A Food and Drug Administration (FDA) advisory panel met yesterday to review a novel device that blasts glioblastoma brain tumors with an electrical field. The meeting ended with the committee recommending approval of the NovoTTF-100A System (NovoTTF), noting the benefits outweigh any risks.

The NovoTTF was developed by NovoCure of Haifa, Israel and is approved in Europe.

Novocure announced shortly after the meeting, the FDA Neurological Devices Advisory Panel of the Medical Devices Advisory Committee voted (7 yes; 3 no; 2 abstain) that for patients with supra-tentorial glioblastoma multiforme (GBM) tumors that recur after maximal surgical and radiation treatments, there is reasonable assurance that the benefits of the NovoTTF-100A System (NovoTTF) outweigh its risks when administered as a monotherapy in place of standard medical therapy.

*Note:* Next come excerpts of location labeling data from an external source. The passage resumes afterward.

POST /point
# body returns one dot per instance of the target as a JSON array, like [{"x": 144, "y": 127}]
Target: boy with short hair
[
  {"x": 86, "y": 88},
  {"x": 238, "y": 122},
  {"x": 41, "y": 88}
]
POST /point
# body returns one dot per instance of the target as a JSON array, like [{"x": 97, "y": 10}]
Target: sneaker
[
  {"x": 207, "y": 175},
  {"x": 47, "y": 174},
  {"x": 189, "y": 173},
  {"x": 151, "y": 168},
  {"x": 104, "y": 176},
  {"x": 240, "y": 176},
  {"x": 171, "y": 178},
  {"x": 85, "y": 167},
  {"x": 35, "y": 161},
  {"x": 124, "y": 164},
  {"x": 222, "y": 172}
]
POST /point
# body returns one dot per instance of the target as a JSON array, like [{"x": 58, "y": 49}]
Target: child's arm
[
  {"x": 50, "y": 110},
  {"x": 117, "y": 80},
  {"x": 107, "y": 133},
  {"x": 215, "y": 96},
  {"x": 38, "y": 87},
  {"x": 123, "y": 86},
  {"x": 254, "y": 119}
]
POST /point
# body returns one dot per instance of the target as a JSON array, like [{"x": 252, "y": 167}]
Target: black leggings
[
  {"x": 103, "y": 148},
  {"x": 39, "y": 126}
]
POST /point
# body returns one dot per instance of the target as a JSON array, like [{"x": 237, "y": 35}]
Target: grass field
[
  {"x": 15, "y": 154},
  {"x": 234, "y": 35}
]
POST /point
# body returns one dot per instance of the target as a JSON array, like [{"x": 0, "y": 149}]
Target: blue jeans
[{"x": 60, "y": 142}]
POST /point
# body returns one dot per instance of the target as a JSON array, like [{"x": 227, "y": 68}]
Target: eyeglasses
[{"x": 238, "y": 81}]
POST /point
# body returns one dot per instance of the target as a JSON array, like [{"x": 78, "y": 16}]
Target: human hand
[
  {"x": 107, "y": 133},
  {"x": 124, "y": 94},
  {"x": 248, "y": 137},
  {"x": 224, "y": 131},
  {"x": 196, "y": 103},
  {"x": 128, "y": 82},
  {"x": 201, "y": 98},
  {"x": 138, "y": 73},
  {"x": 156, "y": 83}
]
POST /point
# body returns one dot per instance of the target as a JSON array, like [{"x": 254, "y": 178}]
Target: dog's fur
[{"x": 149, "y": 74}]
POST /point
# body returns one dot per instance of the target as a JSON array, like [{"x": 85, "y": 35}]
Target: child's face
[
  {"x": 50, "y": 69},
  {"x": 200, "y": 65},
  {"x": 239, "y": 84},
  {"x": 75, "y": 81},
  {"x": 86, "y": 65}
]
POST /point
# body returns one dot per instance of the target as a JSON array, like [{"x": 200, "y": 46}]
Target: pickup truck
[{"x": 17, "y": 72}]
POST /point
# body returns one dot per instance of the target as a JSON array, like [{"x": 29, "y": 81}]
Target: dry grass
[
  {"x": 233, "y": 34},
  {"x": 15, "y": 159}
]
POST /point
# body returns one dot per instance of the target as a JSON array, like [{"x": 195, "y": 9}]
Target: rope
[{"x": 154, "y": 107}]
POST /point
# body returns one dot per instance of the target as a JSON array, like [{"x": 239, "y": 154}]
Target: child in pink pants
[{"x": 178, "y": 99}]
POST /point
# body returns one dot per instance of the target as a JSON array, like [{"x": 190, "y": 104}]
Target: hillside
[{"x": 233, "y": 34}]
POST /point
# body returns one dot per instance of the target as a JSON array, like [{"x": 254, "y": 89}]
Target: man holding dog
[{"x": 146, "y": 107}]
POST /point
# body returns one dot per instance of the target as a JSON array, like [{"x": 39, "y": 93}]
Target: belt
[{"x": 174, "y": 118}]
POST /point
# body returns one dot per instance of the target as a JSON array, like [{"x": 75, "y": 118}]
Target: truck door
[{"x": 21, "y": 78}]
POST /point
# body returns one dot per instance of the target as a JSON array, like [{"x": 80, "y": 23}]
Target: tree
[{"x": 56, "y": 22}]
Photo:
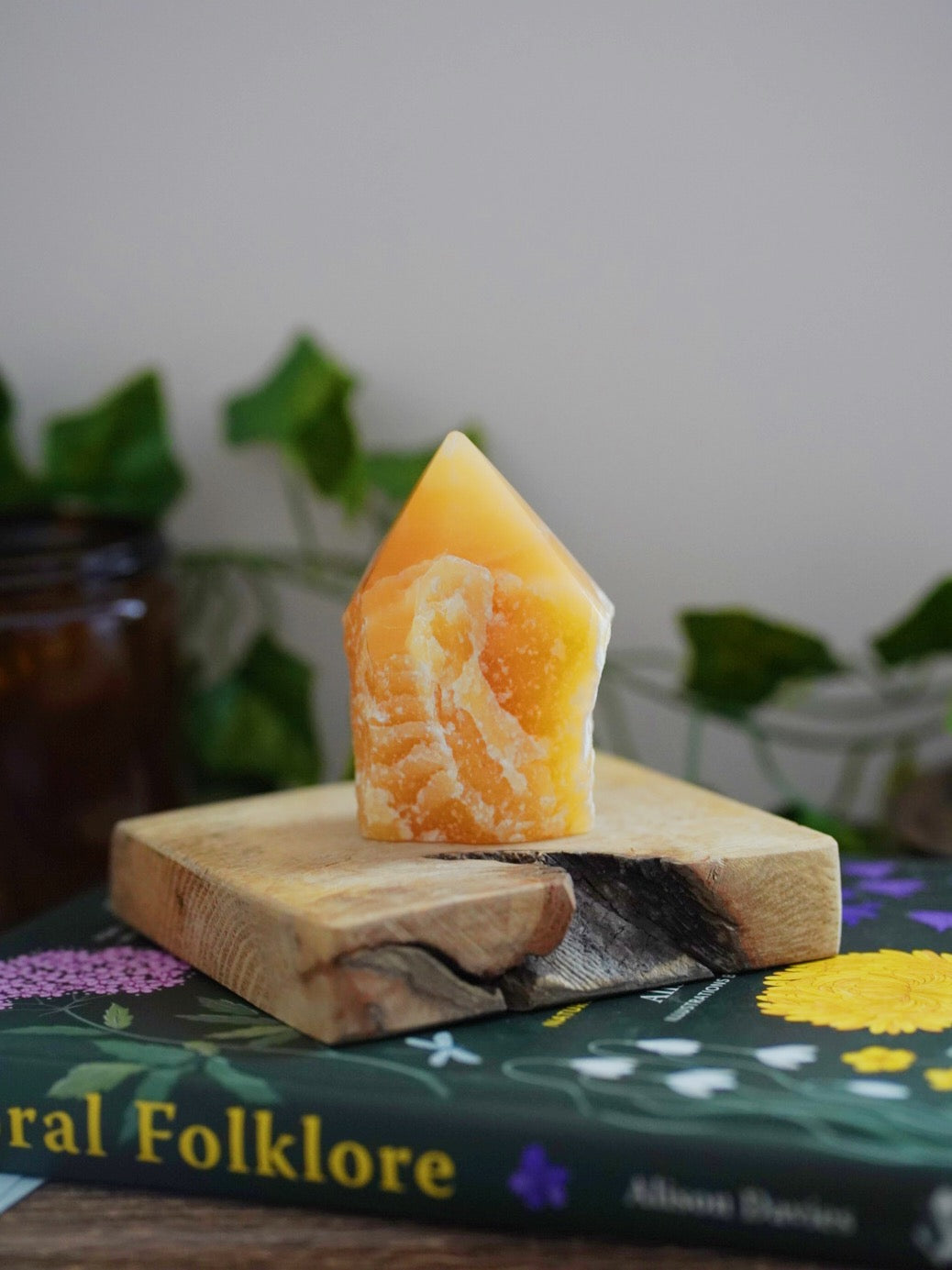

Novocure is seeking approval to market the device for patients with GBM, the most common primary brain tumor diagnosed in adults. Median survival for GBM patients is just 10 months with fewer than 10% of survival five years after diagnosis.

Current treatment for GBM involves surgical resection, if possible, followed by radiation and chemotherapy. Approval of the NovoTTF by the FDA would give GBM patients another chance when the current treatments fail. The panel felt the device should only be an option for patients who have tried chemotherapy.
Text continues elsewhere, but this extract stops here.